Matthew Koma, who collaborated with the DJ/producer on the mega-singles "Spectrum" and "Clarity," used the 7-year-anniversary of "Spectrum's" release to put Zedd on blast for his alleged behavior in the time since.
Koma -- who's currently engaged to Hilary Duff -- co-wrote both tracks, with his voice taking the lead in "Spectrum." After being asked by fans why the two didn't continue to work together after those hits, Koma posted a lengthy series of notes explaining their volatile relationship.

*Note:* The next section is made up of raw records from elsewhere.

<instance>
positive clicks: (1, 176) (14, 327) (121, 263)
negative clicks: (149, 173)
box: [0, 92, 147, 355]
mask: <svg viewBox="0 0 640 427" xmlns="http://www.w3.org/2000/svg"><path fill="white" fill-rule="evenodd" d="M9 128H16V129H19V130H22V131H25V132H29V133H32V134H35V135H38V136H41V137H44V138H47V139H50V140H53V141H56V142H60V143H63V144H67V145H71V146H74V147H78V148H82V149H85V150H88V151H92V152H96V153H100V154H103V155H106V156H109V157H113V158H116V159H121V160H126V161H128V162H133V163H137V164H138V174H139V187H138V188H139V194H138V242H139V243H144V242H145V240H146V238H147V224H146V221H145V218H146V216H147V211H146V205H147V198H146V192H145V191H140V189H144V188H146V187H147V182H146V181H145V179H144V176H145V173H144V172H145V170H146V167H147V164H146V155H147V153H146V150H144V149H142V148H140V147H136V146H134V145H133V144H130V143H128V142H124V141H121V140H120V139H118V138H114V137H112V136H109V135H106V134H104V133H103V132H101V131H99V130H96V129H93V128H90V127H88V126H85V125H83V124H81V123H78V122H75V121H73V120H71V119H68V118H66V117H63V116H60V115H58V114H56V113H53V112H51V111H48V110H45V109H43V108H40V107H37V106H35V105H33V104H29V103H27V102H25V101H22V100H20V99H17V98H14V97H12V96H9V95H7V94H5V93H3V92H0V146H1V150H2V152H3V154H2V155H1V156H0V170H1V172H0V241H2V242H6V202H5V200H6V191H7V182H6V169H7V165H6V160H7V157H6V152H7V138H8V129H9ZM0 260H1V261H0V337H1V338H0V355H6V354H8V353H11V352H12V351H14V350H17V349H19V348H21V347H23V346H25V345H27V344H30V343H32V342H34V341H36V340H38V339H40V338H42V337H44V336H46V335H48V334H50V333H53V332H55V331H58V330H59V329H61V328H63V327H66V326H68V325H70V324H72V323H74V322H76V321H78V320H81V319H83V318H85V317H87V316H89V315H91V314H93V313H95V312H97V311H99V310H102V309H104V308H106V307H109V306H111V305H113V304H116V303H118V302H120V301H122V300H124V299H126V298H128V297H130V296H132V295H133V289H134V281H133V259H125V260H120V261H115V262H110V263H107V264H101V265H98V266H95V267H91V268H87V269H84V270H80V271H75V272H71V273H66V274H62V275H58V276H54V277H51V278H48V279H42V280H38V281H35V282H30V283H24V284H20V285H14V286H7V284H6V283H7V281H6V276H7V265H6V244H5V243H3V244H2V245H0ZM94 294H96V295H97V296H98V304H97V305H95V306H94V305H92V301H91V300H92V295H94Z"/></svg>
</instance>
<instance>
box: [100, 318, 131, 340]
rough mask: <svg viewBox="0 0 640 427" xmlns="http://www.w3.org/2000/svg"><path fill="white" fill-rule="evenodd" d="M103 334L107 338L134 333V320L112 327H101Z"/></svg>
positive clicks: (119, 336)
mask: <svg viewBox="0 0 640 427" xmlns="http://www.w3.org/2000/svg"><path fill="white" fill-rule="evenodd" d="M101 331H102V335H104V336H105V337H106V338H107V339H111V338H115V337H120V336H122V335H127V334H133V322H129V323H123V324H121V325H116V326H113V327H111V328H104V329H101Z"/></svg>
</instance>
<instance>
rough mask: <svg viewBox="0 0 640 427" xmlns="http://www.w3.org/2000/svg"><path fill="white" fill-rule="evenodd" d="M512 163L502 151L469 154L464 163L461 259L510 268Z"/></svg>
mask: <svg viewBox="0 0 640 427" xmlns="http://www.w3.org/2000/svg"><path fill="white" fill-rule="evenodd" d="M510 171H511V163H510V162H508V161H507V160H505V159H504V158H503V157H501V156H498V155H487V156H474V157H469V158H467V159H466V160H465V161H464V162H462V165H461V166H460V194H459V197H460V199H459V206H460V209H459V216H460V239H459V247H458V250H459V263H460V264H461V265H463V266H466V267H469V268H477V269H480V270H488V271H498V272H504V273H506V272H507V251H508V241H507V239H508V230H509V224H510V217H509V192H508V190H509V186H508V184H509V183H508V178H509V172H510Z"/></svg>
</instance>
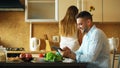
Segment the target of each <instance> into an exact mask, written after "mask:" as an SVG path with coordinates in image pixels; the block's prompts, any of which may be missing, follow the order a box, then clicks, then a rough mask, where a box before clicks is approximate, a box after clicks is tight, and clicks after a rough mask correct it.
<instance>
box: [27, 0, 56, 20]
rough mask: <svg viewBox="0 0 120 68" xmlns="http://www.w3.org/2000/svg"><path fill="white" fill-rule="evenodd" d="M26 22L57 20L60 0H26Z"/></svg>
mask: <svg viewBox="0 0 120 68" xmlns="http://www.w3.org/2000/svg"><path fill="white" fill-rule="evenodd" d="M25 5H26V9H25V21H26V22H57V21H58V0H25Z"/></svg>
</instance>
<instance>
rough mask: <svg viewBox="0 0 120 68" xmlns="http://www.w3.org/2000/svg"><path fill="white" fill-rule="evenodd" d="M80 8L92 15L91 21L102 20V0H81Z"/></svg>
mask: <svg viewBox="0 0 120 68" xmlns="http://www.w3.org/2000/svg"><path fill="white" fill-rule="evenodd" d="M81 8H82V11H83V10H86V11H89V12H90V13H91V14H92V15H93V22H102V0H81Z"/></svg>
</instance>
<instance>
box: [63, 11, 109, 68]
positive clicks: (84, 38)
mask: <svg viewBox="0 0 120 68" xmlns="http://www.w3.org/2000/svg"><path fill="white" fill-rule="evenodd" d="M76 19H77V27H78V29H80V30H81V32H82V33H83V34H84V36H83V41H82V44H81V46H80V48H79V49H78V50H77V51H76V52H75V53H74V52H72V51H70V49H69V48H68V47H65V48H63V56H64V57H69V58H72V59H74V60H76V61H77V62H88V63H89V64H88V65H87V68H110V50H109V45H108V40H107V37H106V35H105V34H104V32H103V31H102V30H100V29H98V28H97V27H96V26H95V25H94V24H93V23H92V15H91V14H90V13H89V12H87V11H82V12H80V13H79V14H78V15H77V16H76Z"/></svg>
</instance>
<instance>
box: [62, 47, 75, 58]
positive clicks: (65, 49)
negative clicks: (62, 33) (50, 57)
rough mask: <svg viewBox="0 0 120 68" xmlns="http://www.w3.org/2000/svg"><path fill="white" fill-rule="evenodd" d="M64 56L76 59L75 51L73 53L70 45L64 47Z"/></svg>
mask: <svg viewBox="0 0 120 68" xmlns="http://www.w3.org/2000/svg"><path fill="white" fill-rule="evenodd" d="M62 55H63V57H67V58H71V59H74V60H75V59H76V55H75V53H73V52H72V51H71V50H70V49H69V48H68V47H65V48H63V51H62Z"/></svg>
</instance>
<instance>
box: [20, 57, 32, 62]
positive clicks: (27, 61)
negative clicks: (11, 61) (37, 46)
mask: <svg viewBox="0 0 120 68" xmlns="http://www.w3.org/2000/svg"><path fill="white" fill-rule="evenodd" d="M21 60H22V61H24V62H31V61H32V60H33V58H21Z"/></svg>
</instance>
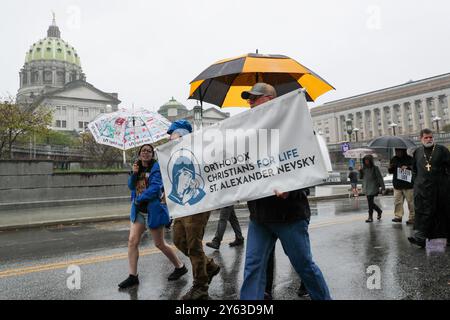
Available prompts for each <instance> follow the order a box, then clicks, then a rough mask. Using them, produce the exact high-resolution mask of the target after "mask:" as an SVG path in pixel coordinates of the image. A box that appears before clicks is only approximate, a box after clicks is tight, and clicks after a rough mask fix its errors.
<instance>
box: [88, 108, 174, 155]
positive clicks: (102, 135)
mask: <svg viewBox="0 0 450 320" xmlns="http://www.w3.org/2000/svg"><path fill="white" fill-rule="evenodd" d="M170 124H171V123H170V121H169V120H167V119H166V118H164V117H163V116H161V115H160V114H159V113H156V112H153V111H149V110H145V109H140V110H138V111H136V112H131V111H128V110H126V109H120V110H119V111H116V112H112V113H105V114H101V115H99V116H98V117H97V118H96V119H95V120H93V121H92V122H90V123H89V124H88V128H89V130H90V131H91V133H92V135H93V136H94V138H95V141H97V143H101V144H105V145H108V146H111V147H115V148H118V149H121V150H123V151H125V150H128V149H131V148H135V147H139V146H141V145H144V144H147V143H155V142H157V141H159V140H162V139H164V138H167V137H169V136H168V135H167V130H168V128H169V126H170Z"/></svg>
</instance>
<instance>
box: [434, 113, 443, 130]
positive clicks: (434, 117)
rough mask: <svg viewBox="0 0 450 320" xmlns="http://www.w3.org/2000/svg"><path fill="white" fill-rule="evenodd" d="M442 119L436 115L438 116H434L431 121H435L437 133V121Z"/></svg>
mask: <svg viewBox="0 0 450 320" xmlns="http://www.w3.org/2000/svg"><path fill="white" fill-rule="evenodd" d="M441 120H442V119H441V118H440V117H438V116H436V117H434V118H433V122H436V130H437V133H439V121H441Z"/></svg>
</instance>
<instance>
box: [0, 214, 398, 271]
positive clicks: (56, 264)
mask: <svg viewBox="0 0 450 320" xmlns="http://www.w3.org/2000/svg"><path fill="white" fill-rule="evenodd" d="M390 215H393V214H386V215H385V216H390ZM362 219H363V218H362V215H352V216H350V217H345V218H340V219H338V220H330V221H323V222H318V223H313V224H311V225H310V227H309V229H317V228H322V227H329V226H334V225H339V224H345V223H349V222H355V221H363V220H362ZM232 241H234V238H229V239H225V240H224V241H222V242H223V243H230V242H232ZM206 242H207V241H203V244H205V243H206ZM169 247H171V248H173V249H175V250H176V247H175V246H174V245H169ZM156 253H161V251H160V250H159V249H157V248H151V249H143V250H139V256H141V257H142V256H147V255H151V254H156ZM122 259H128V253H127V252H124V253H118V254H113V255H109V256H96V257H90V258H84V259H76V260H70V261H65V262H56V263H49V264H43V265H36V266H31V267H24V268H15V269H9V270H4V271H0V279H2V278H6V277H16V276H22V275H26V274H30V273H37V272H43V271H51V270H57V269H65V268H67V267H69V266H70V265H78V266H82V265H87V264H95V263H101V262H108V261H112V260H122Z"/></svg>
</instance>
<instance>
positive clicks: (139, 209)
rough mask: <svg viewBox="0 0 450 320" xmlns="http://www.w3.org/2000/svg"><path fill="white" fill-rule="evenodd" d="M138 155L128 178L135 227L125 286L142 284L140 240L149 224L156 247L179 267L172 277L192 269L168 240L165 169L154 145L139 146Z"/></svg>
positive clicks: (130, 219) (131, 285)
mask: <svg viewBox="0 0 450 320" xmlns="http://www.w3.org/2000/svg"><path fill="white" fill-rule="evenodd" d="M138 155H139V160H138V161H137V162H136V163H135V164H134V165H133V171H132V174H130V177H129V178H128V187H129V188H130V190H131V200H132V203H131V214H130V220H131V227H130V236H129V239H128V263H129V273H130V274H129V276H128V278H127V279H125V280H124V281H122V282H121V283H120V284H119V287H120V288H122V289H123V288H128V287H131V286H134V285H137V284H139V278H138V273H137V263H138V259H139V243H140V241H141V237H142V234H143V233H144V232H145V229H146V227H148V228H149V229H150V234H151V236H152V239H153V241H154V242H155V246H156V247H157V248H158V249H159V250H161V252H162V253H164V255H165V256H166V257H167V258H168V259H169V260H170V262H172V264H173V265H174V267H175V270H174V271H173V272H172V273H171V274H170V275H169V277H168V280H169V281H171V280H177V279H179V278H180V277H181V276H182V275H184V274H185V273H187V271H188V270H187V268H186V266H185V265H184V264H183V263H182V262H181V260H180V259H179V258H178V257H177V255H176V254H175V252H174V251H173V250H172V248H171V247H169V246H168V245H167V243H166V242H165V241H164V226H165V225H167V224H169V213H168V211H167V205H166V204H165V203H164V200H163V199H164V196H163V184H162V178H161V172H160V169H159V164H158V162H156V160H155V158H154V149H153V147H152V146H151V145H149V144H145V145H143V146H141V148H140V149H139V153H138Z"/></svg>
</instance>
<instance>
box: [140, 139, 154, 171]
mask: <svg viewBox="0 0 450 320" xmlns="http://www.w3.org/2000/svg"><path fill="white" fill-rule="evenodd" d="M144 147H150V148H151V149H152V153H153V154H152V158H151V159H150V163H149V166H148V168H150V169H151V168H152V167H153V164H154V163H155V162H156V160H155V149H154V148H153V146H152V145H151V144H144V145H142V146H141V147H140V148H139V151H138V156H141V151H142V148H144ZM137 164H138V166H139V171H138V175H139V174H141V173H142V172H144V171H145V169H146V168H145V167H144V166H143V165H142V160H140V159H139V160H138V161H137Z"/></svg>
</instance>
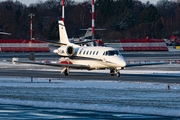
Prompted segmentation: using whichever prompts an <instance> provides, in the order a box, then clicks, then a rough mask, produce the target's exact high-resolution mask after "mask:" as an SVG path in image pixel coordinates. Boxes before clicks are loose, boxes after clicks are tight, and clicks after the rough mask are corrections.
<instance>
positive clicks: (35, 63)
mask: <svg viewBox="0 0 180 120" xmlns="http://www.w3.org/2000/svg"><path fill="white" fill-rule="evenodd" d="M14 62H17V63H26V64H36V65H47V66H54V67H69V68H76V69H88V68H89V66H87V65H80V64H60V63H49V62H31V61H14Z"/></svg>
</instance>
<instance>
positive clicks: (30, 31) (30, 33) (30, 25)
mask: <svg viewBox="0 0 180 120" xmlns="http://www.w3.org/2000/svg"><path fill="white" fill-rule="evenodd" d="M28 16H29V17H30V40H32V32H33V28H32V17H34V16H35V14H34V13H30V14H29V15H28Z"/></svg>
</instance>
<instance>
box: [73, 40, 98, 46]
mask: <svg viewBox="0 0 180 120" xmlns="http://www.w3.org/2000/svg"><path fill="white" fill-rule="evenodd" d="M94 41H95V40H86V41H85V40H84V41H79V42H74V44H78V45H80V44H86V43H90V42H94Z"/></svg>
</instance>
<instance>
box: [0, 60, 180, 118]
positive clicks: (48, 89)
mask: <svg viewBox="0 0 180 120" xmlns="http://www.w3.org/2000/svg"><path fill="white" fill-rule="evenodd" d="M24 65H25V64H18V66H19V67H23V66H24ZM9 66H11V67H16V66H17V65H13V64H7V63H2V62H0V67H9ZM27 66H36V65H27ZM28 68H29V67H28ZM39 70H42V69H39ZM43 70H52V69H47V68H44V69H43ZM76 71H77V70H76ZM79 71H81V70H79ZM84 72H85V71H84ZM88 72H89V71H88ZM90 72H91V71H90ZM92 72H99V70H96V71H92ZM101 72H108V73H109V70H104V71H103V70H102V71H101ZM132 72H133V74H139V73H141V74H143V73H144V74H170V75H172V74H173V75H175V76H179V73H180V71H160V70H156V71H154V70H147V71H145V70H138V71H137V70H124V71H122V73H126V74H131V73H132ZM167 86H168V84H165V83H146V82H122V81H94V80H88V81H80V80H79V81H77V80H76V81H73V80H63V79H51V82H49V79H48V78H33V81H32V78H30V77H29V78H27V77H0V104H15V105H30V106H35V107H50V108H51V107H54V108H65V109H83V110H98V111H108V112H128V113H139V114H153V115H163V116H164V115H165V116H166V115H167V116H180V84H170V90H168V87H167Z"/></svg>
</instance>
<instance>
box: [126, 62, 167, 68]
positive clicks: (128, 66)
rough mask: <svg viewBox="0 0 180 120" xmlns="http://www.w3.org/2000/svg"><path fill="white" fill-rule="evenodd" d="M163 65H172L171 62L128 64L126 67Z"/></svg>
mask: <svg viewBox="0 0 180 120" xmlns="http://www.w3.org/2000/svg"><path fill="white" fill-rule="evenodd" d="M162 64H170V62H157V63H137V64H126V67H136V66H148V65H162Z"/></svg>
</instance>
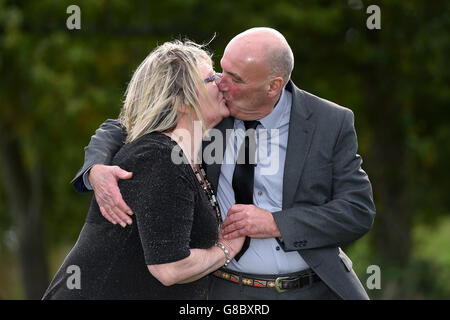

"In response to years of: 'What happened with you & Zedd.' I want to finally be transparent about this...it's a really sad truth because I'm extremely proud of the work he and I did together...unfortunately my good feelings toward those songs have all but disappeared as they were experienced alongside someone to toxic and self serving that it occupied the space where any happiness could exist," he wrote.
Adding that it's not "that dramatic of a story," he boiled it down to: "Shitty people suck and when they're successful, people are afraid to blow the whistle."
As he kept writing, Koma claimed the "blows" began with little things, with Zedd allegedly taking credit for writing the songs. "I wrote every word and melody," said Koma. He also claimed Zedd prevented him from being paid for singing on "Spectrum" until years later and delayed the release of his own music.
The singer then alleged it was his idea to find a singer who "could really nail" the vocals in "Clarity." He added, "I wanted it to be great for him. He won a Grammy for it - I wasn't invited."
"More or less, I was just brushed under the rug while he took all the credit," he continued, "which felt confusing because the millions of people who connected to 'Clarity' and those other songs, seemed to connect to the lyrics/emotion/melodies I had written. But he deemed his Kick Drum sound the driving force and left me out of all shared credit."
Koma said his experiences weren't unique to just him.
"For years I thought maybe it was me, but over time, I'd run into other people who worked with him - other writers/singers/producers/DJs/People on his own team ... and the sentiment was shared. He's the worst," he wrote.
After applauding the many artists he's worked with who "treated me with mutual respect," he said "ego" and "success" are all too often a cause for disaster.
"But for those always wondering why there was never more music from the two of us, it wasn't really my choice," he added. "Now, he has plenty of people to write his songs and produce his tracks and help him continue on his trajectory. But I rather work at Starbucks and clean the toilers than ever experience that abusive dynamic again. Toxicity doesn't breed happiness. Alexa, play 'Happy Now.' Actually please don't."
Zedd has yet to respond on social media and his reps weren't immediately available for comment.
After his post went live, Duff also commented on Instagram, writing, "This is so important for people who love the music to know. Writers are taken advantage of, ignored, and mistreated. Proud of you for finally speaking up."
Bebe Rexha also commented, "The unfortunate dark side of the music business" -- and actor Christopher Mintz-Plasse added, "Hell yes. Get the word out man. Can't get treated that way."